The analysis found that there is a statistically significant negative relationship between the proportion of female graduates and median earnings, meaning that as the proportion of female graduates in a major increases, the median earnings of graduates in that major decrease. Specifically, for each 1% increase in the proportion of female graduates, the median earnings decrease by an estimated $23,650, after adjusting for the sample size of each major. The adjusted R-squared value of 0.3592 indicates that about 36% of the variance in median earnings can be explained by the proportion of female graduates, after taking into account the sample size of each major. The residual standard error of $123,000 suggests that there is still a lot of unexplained variability in the data, meaning that other factors besides the proportion of female graduates are likely also influencing median earnings.

DISCUSSION

Overall, I think this dataset is very interesting to explore and wrangle since it is 9 years ago. There are a lot of interesting findings such as the unemployment rate 9 years ago which falls into Engineering industry, this is also the highest paid and most of them requires a College degree. I also applied Linear Regression model above to see the relationship between Median Salary with the amount of Female Graduates.

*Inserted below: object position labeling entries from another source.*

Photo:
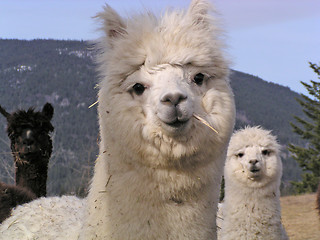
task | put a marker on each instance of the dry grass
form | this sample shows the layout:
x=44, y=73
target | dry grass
x=300, y=218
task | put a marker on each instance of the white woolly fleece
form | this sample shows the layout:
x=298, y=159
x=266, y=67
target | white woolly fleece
x=251, y=208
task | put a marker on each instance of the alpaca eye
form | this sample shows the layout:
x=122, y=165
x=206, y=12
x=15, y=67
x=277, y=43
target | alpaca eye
x=265, y=152
x=138, y=88
x=198, y=79
x=240, y=155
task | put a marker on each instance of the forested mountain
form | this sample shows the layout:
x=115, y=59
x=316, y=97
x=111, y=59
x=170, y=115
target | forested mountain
x=62, y=73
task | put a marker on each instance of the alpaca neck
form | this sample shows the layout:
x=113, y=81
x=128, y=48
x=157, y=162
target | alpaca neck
x=148, y=203
x=32, y=174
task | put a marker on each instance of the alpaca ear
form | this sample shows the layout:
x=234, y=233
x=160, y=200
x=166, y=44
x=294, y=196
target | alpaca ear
x=199, y=12
x=47, y=111
x=4, y=112
x=113, y=25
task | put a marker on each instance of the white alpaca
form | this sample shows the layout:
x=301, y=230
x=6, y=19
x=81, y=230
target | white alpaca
x=159, y=168
x=253, y=170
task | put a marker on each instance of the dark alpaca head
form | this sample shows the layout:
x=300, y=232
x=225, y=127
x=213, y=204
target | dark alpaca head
x=29, y=132
x=31, y=145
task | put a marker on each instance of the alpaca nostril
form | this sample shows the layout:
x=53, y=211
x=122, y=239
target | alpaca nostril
x=28, y=142
x=173, y=98
x=253, y=161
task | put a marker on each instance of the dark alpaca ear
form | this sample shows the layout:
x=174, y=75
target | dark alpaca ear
x=4, y=112
x=48, y=111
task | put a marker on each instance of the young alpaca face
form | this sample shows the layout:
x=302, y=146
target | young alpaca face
x=253, y=157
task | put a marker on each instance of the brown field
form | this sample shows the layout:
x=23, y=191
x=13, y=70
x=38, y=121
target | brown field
x=300, y=218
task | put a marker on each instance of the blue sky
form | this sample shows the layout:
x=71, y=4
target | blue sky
x=271, y=39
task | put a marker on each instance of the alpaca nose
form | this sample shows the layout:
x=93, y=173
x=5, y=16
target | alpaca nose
x=253, y=161
x=173, y=98
x=28, y=142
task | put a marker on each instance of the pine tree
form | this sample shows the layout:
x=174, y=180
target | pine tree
x=308, y=128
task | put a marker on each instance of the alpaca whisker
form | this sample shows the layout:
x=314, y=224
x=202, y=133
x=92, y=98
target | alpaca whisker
x=205, y=123
x=93, y=104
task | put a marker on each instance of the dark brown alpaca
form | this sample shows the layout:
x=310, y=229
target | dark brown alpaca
x=31, y=145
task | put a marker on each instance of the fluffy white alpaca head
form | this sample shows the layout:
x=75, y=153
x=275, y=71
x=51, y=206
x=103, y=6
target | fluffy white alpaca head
x=156, y=74
x=253, y=158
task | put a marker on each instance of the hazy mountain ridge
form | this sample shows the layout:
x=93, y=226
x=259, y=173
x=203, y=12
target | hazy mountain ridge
x=62, y=73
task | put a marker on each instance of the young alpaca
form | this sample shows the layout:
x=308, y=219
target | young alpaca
x=159, y=168
x=31, y=145
x=253, y=170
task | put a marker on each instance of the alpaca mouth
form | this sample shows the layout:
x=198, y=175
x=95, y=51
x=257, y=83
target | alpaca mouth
x=254, y=170
x=177, y=123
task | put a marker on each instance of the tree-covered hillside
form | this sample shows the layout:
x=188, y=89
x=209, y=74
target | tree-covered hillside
x=62, y=73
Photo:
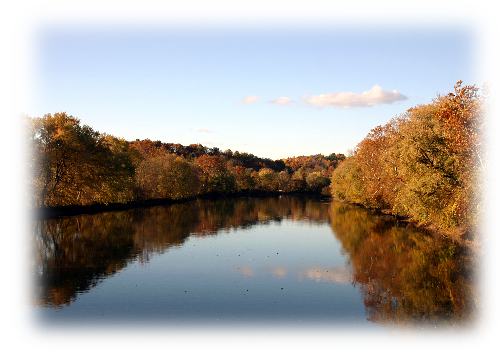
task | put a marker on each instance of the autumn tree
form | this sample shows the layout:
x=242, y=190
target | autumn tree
x=215, y=176
x=56, y=161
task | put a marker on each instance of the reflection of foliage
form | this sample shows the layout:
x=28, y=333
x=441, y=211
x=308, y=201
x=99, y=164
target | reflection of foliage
x=53, y=260
x=437, y=163
x=426, y=293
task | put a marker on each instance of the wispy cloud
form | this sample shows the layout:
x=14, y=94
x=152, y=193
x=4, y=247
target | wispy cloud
x=248, y=100
x=349, y=100
x=282, y=101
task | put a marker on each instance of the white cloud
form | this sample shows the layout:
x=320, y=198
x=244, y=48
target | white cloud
x=282, y=101
x=248, y=100
x=348, y=99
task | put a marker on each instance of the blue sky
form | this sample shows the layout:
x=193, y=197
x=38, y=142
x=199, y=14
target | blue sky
x=272, y=79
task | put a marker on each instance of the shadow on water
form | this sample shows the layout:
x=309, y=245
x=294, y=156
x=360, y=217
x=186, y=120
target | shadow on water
x=426, y=293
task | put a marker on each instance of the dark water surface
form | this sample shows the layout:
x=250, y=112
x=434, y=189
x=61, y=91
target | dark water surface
x=287, y=273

Reflection: I personally think this is an awesome activity to enhance and improve our R skills as well as data analysis skills. I also did learn new things throughout the course of exploring the dataset. What I would do different is that I would read and learn the dataset more coherently next time before dive into data wrangling and visualizing. Last but not least, I would choose appropriate color theme throughout the graphs in order to make the audience see comfortably.